Re-ranking model too slow

snexus / llm-search

Querying local documents, powered by LLM

MIT License

519 stars 60 forks source link

Re-ranking model too slow #96

Closed mohammad-yousuf closed 8 months ago

mohammad-yousuf commented 9 months ago

Hi,

I have been using the tool but the problem is that re-ranking model "bge-reranker-base" is too slow.

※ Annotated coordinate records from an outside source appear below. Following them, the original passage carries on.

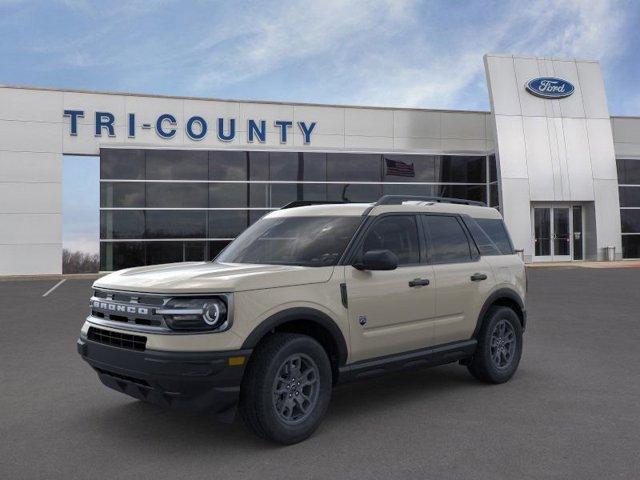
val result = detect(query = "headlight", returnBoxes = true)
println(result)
[156,297,231,332]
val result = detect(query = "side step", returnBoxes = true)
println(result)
[339,339,478,382]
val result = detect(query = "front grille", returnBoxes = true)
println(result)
[87,327,147,351]
[89,290,169,330]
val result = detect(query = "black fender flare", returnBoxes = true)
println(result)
[472,288,527,338]
[242,307,348,365]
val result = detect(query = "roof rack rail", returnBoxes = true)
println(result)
[280,200,350,210]
[373,195,487,207]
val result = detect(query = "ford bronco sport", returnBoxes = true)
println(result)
[78,196,526,444]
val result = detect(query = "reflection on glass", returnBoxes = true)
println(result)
[146,150,209,180]
[209,210,249,238]
[553,208,571,255]
[572,205,584,260]
[145,210,207,238]
[327,153,382,182]
[100,148,145,180]
[533,208,551,256]
[100,210,144,239]
[100,182,145,208]
[147,183,209,208]
[209,151,248,180]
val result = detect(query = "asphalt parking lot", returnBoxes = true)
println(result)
[0,268,640,480]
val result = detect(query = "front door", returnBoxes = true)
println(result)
[344,215,436,362]
[533,206,583,262]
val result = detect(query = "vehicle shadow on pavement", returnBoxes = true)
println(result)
[79,366,481,454]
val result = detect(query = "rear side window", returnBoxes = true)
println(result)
[470,218,513,255]
[362,215,420,265]
[422,215,471,263]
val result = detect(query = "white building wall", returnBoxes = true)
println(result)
[611,117,640,159]
[485,55,621,259]
[0,87,494,275]
[0,88,63,275]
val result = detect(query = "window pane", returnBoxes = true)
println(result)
[100,210,145,239]
[435,185,487,203]
[269,152,302,181]
[619,187,640,207]
[489,155,498,182]
[362,215,420,265]
[616,158,640,185]
[383,155,437,182]
[422,215,471,263]
[209,151,248,180]
[144,210,207,238]
[302,153,327,182]
[209,210,248,238]
[147,150,209,180]
[248,152,269,180]
[327,183,382,202]
[100,242,145,272]
[622,235,640,258]
[489,183,500,207]
[435,155,486,183]
[270,183,302,208]
[209,183,247,208]
[100,182,145,208]
[327,153,382,182]
[382,184,433,197]
[475,218,513,255]
[209,241,231,260]
[100,148,145,180]
[302,183,327,202]
[147,183,209,208]
[184,242,207,262]
[249,183,270,208]
[620,210,640,233]
[147,242,184,265]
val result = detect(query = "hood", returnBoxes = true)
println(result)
[94,262,333,293]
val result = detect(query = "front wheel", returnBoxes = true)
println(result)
[240,333,332,444]
[467,307,522,383]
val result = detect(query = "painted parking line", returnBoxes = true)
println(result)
[42,278,67,297]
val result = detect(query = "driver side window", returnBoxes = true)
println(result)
[362,215,420,265]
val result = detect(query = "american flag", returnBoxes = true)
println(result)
[384,158,416,177]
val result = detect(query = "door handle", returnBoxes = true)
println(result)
[471,273,487,282]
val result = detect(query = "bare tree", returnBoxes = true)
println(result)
[62,248,100,273]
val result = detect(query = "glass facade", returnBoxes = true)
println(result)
[616,158,640,258]
[100,149,499,271]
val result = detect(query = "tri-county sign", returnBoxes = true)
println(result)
[525,77,575,98]
[63,110,317,145]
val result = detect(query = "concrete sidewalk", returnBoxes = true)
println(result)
[527,260,640,268]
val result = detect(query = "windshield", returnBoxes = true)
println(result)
[215,216,362,267]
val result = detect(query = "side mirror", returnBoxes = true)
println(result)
[353,250,398,270]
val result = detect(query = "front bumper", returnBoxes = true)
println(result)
[77,337,251,420]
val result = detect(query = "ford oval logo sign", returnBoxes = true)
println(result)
[525,77,575,98]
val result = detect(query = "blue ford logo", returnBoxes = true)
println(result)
[526,77,575,98]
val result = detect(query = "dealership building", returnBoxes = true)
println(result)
[0,55,640,275]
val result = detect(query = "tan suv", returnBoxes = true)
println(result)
[78,196,526,444]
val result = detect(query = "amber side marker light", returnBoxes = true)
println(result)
[229,357,245,367]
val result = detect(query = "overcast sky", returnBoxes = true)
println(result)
[0,0,640,255]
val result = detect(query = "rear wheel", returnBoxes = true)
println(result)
[240,333,332,444]
[467,307,522,383]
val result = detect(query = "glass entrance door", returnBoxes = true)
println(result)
[551,208,572,262]
[533,206,583,262]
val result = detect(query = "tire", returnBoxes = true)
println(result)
[239,333,332,445]
[467,307,522,383]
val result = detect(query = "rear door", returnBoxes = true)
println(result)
[421,214,494,345]
[345,214,435,361]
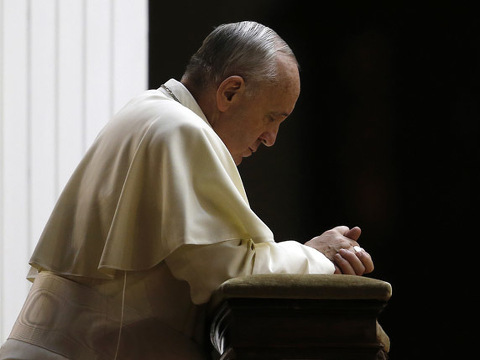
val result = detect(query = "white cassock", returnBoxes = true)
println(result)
[0,79,334,360]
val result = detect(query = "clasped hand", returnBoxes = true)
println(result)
[305,226,374,275]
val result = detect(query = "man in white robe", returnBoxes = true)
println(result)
[0,22,373,360]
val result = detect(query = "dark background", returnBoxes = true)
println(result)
[149,0,480,360]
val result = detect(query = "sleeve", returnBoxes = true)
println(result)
[165,240,335,304]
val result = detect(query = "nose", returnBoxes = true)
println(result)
[259,127,278,147]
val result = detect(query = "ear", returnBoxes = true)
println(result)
[217,75,245,112]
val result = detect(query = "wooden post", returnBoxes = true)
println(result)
[210,274,391,360]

If I use "macro", there is significant decrease in accuracy. Do you have any suggestions on how can I optimize this?

My hardware:

1 x H100 80GB PCIe, 32 vCPU 251 GB RAM

snexus commented 9 months ago

Hi, It shouldn't be too slow for the base reranker. I have significantly smaller system (3060 vs 10GB VRAM) and takes under 1 sec. How long does it take in your case?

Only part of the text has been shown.